Published September 18, 2020 | Version 1.0
Dataset Open

WD50K

  • 1. TU Dresden; Fraunhofer IAIS
  • 2. Fraunhofer IAIS
  • 3. Fraunhofer IAIS; University of Bonn

Description

WD50K dataset: An hyper-relational dataset derived from Wikidata statements.

The dataset is constructed by the following procedure based on the [Wikidata RDF dump](https://dumps.wikimedia.org/wikidatawiki/20190801/) of August 2019:

-  A set of seed nodes corresponding to entities from FB15K-237 having a direct mapping in Wikidata (P646 "Freebase ID") is extracted from the dump.
-  For each seed node, all statements whose main object and qualifier values corresponding to wikibase:Item are extracted from the dump.
-  All literals are filtered out from the qualifiers of the above obtained statements.
-  All the entities from the dataset which have less than two mentions are dropped.

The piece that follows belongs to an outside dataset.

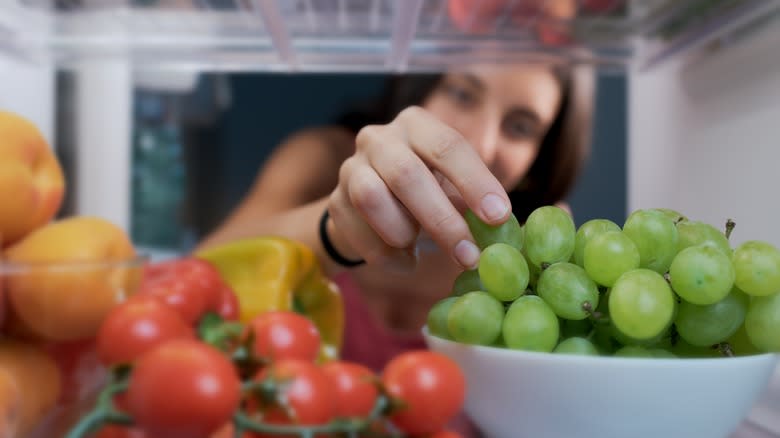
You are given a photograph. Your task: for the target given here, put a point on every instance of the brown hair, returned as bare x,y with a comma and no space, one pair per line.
563,150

The statements corresponding to the dropped entities are also dropped.
-  The remaining statements are randomly split into the train, test, and validation sets.
-  All statements from train and validation sets are removed which share the same main triple (s,p,o) with test statements.
-  WD50k_33, WD50k_66, WD50k_100 are then sampled from the above statements. Here 33, 66, 100 represents the amount of hyper-relational facts (statements with qualifiers) in the dataset.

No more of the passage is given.